At this point, the rrmovq.yo we made in lab2

irmovq $5678, %rax
irmovq $34, %rcx
rrmovq %rax, %rdx
rrmovq %rcx, %rax

should take 6 (not 5) cycles to set three registers:

| RAX:               22   RCX:               22   RDX:             162e |

and should leave the pc at address 0x18. It should also take a few less cycles overall than the 690 used by pipelab1_base.hcl as a result of increased throughput, though if it does not don’t be worried; we aren’t focusing on speed right now.

4 Look for hazards

Consider

irmovq $1, %rax
rrmovq %rax, %rbx

In a pipeline diagram (given that we have no execute or memory phases), these will look like

Instr	cycle 1	cycle 2	cycle 3
`irmovq`	FD	W
`rrmovq`		FD	W

Note that the immediate value won’t be written to the register file until the after of cycle 2, but it will be attempted to be read by the next instruction at the during of cycle 2. This is an example of a data dependency that exercises a hazard in our hardware design so far.

We can bypass this hazard in two ways. We can either stall, or we can forward data. Forwarding is always preferred to stalling if both are possible, so we’ll forward.

4.1 Forward

We want to grab the value that is being prepped for writing to the register file before it actually gets written if it is the register we are trying to read. Thus, d_rvalA will be reg_outputA unless reg_dstE is both (1) not REG_NONE and (2) the same as the decode phase’s reg_srcA; in that case, we’ll forward reg_inputE into d_rvalA instead.

If correctly implemented, y86/irrr7.yo

irmovq $1, %rax
rrmovq %rax, %rbx

should take 4 cycles to put a 1 in both %rax and %rbx, while y86/rrmovq.yo

irmovq $5678, %rax
irmovq $34, %rcx
rrmovq %rax, %rdx
rrmovq %rcx, %rax

should still take 6 cycles and result in

| RAX:               22   RCX:               22   RDX:             162e |

like it did before.

I mention the number of cycles because the other solution (stalling) would increase them.

5 Understanding HCL Errors

5.1 Use debug mode

If your hcl compiles, you can run it in debug mode: mysimulator.exe -i -d somefile.yo

5.2 Initialize what you declare

The simulator has to provide input to every wire and register in order to run. It does not know what those inputs should be unless you tell it. Thus, if you say

wire baz:4;
register qB { xyxxy:32 = 0; }

then you must also say

baz = something;
q_xyxxy = something_else;

or else you will get

ERROR: failed to initialize baz, q_xyxxy

5.3 Known bug with error messages

If you put complicated expressions inside a mux, you might get nonsensical error messages. In particular, do not put a wire slice operator or a mux inside a mux.

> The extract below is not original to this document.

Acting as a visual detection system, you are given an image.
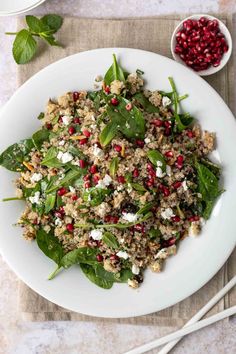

If you encounter another bug in HCL2D, email prof Tychonievich your .hcl so he can diagnose and fix hcl2d.

5.4 `make` often

We’ve been telling you this for years now, but make pipelab1.exe often! Particularly when working with a language you don’t know well, frequent feedback is useful.

6 Submit

Submit pipelab1.hcl on the submission page.

If you didn’t have time to finish everything, still submit the file (it’s OK if it is incomplete; we are looking for effort more than correctness).

7 For your edification

If you want to understand pipelines more, I’d encourage you to add another pipeline register between Fetch and Decode. Don’t submit that three-stage-pipeline file, though.